# Imperial Guard fiction books



## jake264 (Apr 6, 2008)

I'm almost through with First and Only and I plan to go through the rest of the Gaunt's Ghosts series. I've also heard about Fifteen Hours. Is there any other Guard fiction out there?


----------



## Pandawithissues... (Dec 2, 2007)

There's rebel winter, the last chancers stuff, the ciaphus cane series. All guard related i think.


----------



## Cadian81st (Dec 24, 2006)

highly recommend both rebel winter and fifteen hours. they're great. BL is also coming out with a new guard book centering around the tallarn. the name escapes me at the moment though...


----------



## Dirge Eterna (Apr 30, 2007)

Fifteen Hours I found to be short...but Rebel Winter was Four-A. Double Eagle is technically a Guard book, but it's more Air combat. 

-Dirge


----------



## Jacobite (Jan 26, 2007)

I would certainly recommend Double Eagle, its a great novel and does have a small amount of tank stuff in there.


----------



## Commissar Ploss (Feb 29, 2008)

If you've just read first-and-only then you NEED to keep reading...let me tell you, Dan Abnett just keeps getting better and better. I just finished the latest one, "Only in Death" and it rips your heart out in spots. I found myself getting very emotionally attached to each of the major characters and even the minor characters, which is weird cause i've never gotten that way with any other books...*sniff*

cheer, 

Commissar Ploss

p.s. The Commissariat is always watching...


----------



## WoRLoKKeD (Apr 1, 2008)

Personally, I love the Cain books. Somehow, they manage to be incredibly serious and...not at the same time.


----------



## jake264 (Apr 6, 2008)

Commissar Ploss said:


> If you've just read first-and-only then you NEED to keep reading...let me tell you, Dan Abnett just keeps getting better and better. (snip)

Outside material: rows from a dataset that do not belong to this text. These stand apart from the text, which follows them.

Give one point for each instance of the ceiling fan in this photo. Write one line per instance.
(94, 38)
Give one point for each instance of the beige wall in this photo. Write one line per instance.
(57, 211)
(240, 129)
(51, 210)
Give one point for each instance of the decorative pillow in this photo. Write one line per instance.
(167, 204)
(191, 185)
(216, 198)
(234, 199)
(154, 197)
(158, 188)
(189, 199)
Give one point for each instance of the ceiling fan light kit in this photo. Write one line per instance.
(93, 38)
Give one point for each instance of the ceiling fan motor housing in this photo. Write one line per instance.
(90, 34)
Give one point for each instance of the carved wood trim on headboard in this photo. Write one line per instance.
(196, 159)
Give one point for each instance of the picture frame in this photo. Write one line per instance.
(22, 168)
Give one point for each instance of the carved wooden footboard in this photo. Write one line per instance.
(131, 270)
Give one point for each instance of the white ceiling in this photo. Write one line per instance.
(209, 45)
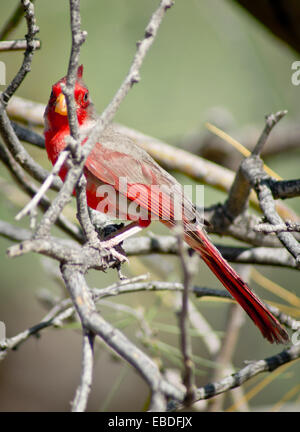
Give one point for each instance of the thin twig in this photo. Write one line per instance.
(81, 398)
(243, 375)
(17, 45)
(288, 226)
(31, 205)
(185, 340)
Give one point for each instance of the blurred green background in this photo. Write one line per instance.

Even though I was not terribly impressed with First and Only, which could have been better edited in some spots (misprision?! really Mr Abnett?), I had bought the first 4 books in an ebay lot so I had decided to read at least those to learn some IG fluff if nothing else. 2/3 through Ghostmaker and it is much better than First and Only so I'll definately keep going.


----------



## Commissar Ploss (Feb 29, 2008)

just keep reading. it gets even more intense. My favorite chapter in Ghostmaker is when Larkin sees that angel in white. i think the chapter is "The Angel of C-(something)" anyways...its my favorite chapter in the book. Once you're done with Ghostmaker, be sure to read Necropolis. the battle vor Vervunhive is AMAZING! 

cheers,

Commissar Ploss


----------



## Dark Apostle Loren (May 1, 2008)

The book Dark Apostle, while being supposedly a Wordbearers story is about 75% Imperial Guard. The Elisian Drop Troopers are the guys in that one.


----------



## inqusitor_me (Jan 27, 2008)

all i need to say is read Abnetts stuff most of that is Guard.


----------